Die Schleimaale oder Inger (Myxinoida) sind ein Taxon der früher als Kieferlose (Agnatha) zusammengefassten Tiere, die neben diesen auch die Neunaugen (Petromyzontida) sowie eine Reihe ausgestorbener ursprünglicher Schädeltiere (Craniota) enthält. Nach der heute gängigen phylogenetischen Systematik bilden die Schleimaale allerdings die Schwestergruppe aller anderen Schädeltiere. Es existieren noch etwa 60 Arten der Schleimaale an den Küsten aller Meeresgebiete in 30 bis 2.000 Metern Tiefe.

Merkmale

Äußere Morphologie

Eptatretus polytrema

Schleimaale erreichen im Normalfall eine Körperlänge von 35 bis 60 Zentimetern. Kleinere Arten sind dabei etwa zwei Eptatretus-Arten vor den Küsten Taiwans mit 20 bis 30 Zentimetern Länge sowie Myxine kuoi und Myxine pequenoi, die nicht größer als 18 Zentimeter werden. Bis einen Meter erreicht dagegen Eptatretus carlhubbsi vor den Küsten Hawaiis und Guams. Sie sind wurmförmig lang gestreckt und im Normalfall wenig pigmentiert. Entsprechend variiert ihre Hautfarbe meistens im Bereich von weiß und rosa (bedingt durch das unter der Haut liegende Kapillarnetz zur Hautatmung); einige Arten sind auch dunkler rosa und rotbraun gefärbt. Die Haut ist nicht von Schuppen bedeckt, stattdessen hüllt sie eine zähe, dicke Schleimschicht ein, die für die Tiere auch namensgebend war.
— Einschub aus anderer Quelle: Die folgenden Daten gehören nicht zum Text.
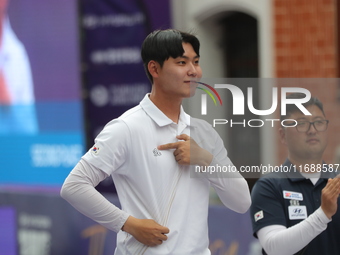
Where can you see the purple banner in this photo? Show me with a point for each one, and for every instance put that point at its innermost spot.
(112, 34)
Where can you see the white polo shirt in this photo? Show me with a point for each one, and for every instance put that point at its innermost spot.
(151, 184)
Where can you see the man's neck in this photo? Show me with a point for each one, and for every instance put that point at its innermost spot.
(306, 165)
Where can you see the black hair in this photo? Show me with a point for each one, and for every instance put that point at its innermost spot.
(160, 45)
(291, 108)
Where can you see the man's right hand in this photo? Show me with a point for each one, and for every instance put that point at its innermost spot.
(329, 197)
(146, 231)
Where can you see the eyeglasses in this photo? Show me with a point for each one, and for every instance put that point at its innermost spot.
(304, 126)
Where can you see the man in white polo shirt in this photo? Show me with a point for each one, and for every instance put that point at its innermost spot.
(149, 151)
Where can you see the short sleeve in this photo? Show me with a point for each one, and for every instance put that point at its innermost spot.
(267, 207)
(111, 147)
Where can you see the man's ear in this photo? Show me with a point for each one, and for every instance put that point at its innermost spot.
(153, 68)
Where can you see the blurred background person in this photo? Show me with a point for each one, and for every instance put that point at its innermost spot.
(296, 212)
(17, 109)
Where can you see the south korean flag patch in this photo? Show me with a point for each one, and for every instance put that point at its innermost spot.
(258, 215)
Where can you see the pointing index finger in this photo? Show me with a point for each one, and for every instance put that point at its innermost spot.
(168, 146)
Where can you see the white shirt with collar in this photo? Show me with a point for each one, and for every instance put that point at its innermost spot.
(152, 185)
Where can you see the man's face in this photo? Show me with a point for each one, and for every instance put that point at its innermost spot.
(177, 76)
(307, 145)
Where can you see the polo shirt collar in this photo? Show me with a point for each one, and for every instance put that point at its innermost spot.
(158, 116)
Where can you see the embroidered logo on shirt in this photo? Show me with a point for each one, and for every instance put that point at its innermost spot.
(297, 212)
(156, 152)
(292, 195)
(258, 215)
(95, 149)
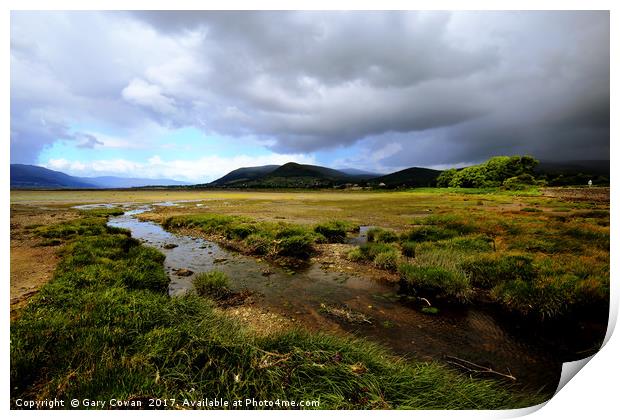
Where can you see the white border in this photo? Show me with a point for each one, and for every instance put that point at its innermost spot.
(592, 394)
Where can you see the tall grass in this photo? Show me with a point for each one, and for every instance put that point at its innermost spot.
(92, 333)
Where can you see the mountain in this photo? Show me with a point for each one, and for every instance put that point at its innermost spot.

Der Schwanzabschnitt ist abgeflacht und trägt einen von der Rückenseite zur Bauchseite reichenden Flossensaum, der das Hinterende mit einschließt. Der After liegt direkt vor dem ventralen (bauchseitigen) Flossensaum.

Köpfe von Schleimaalen mit deutlich sichtbaren Tentakeln

Das Vorderende ist vor allem durch die dort befindlichen Tentakel erkennbar. Dabei handelt es sich um drei Paar große Fortsätze sowie ein kleines Paar Lippententakel, die beweglich und sehr tastempfindlich sind. Ebenfalls ganz vorn liegt die Nasenöffnung, während sich der Mund unterhalb des Vorderendes befindet. Die Augen sind aufgrund einer Hautschicht, die sie abdeckt, nicht erkennbar. Ihnen fehlen die Linse und die Regenbogenhaut und entsprechend sind sie in ihrer Funktion stark eingeschränkt. Allerdings besitzen die Schleimaale auf ihrer Haut lichtempfindliche Rezeptoren, so dass sie zumindest Lichtquantitäten wahrnehmen können. Die Hauptsinne sind allerdings der Geruchs- und der Tastsinn.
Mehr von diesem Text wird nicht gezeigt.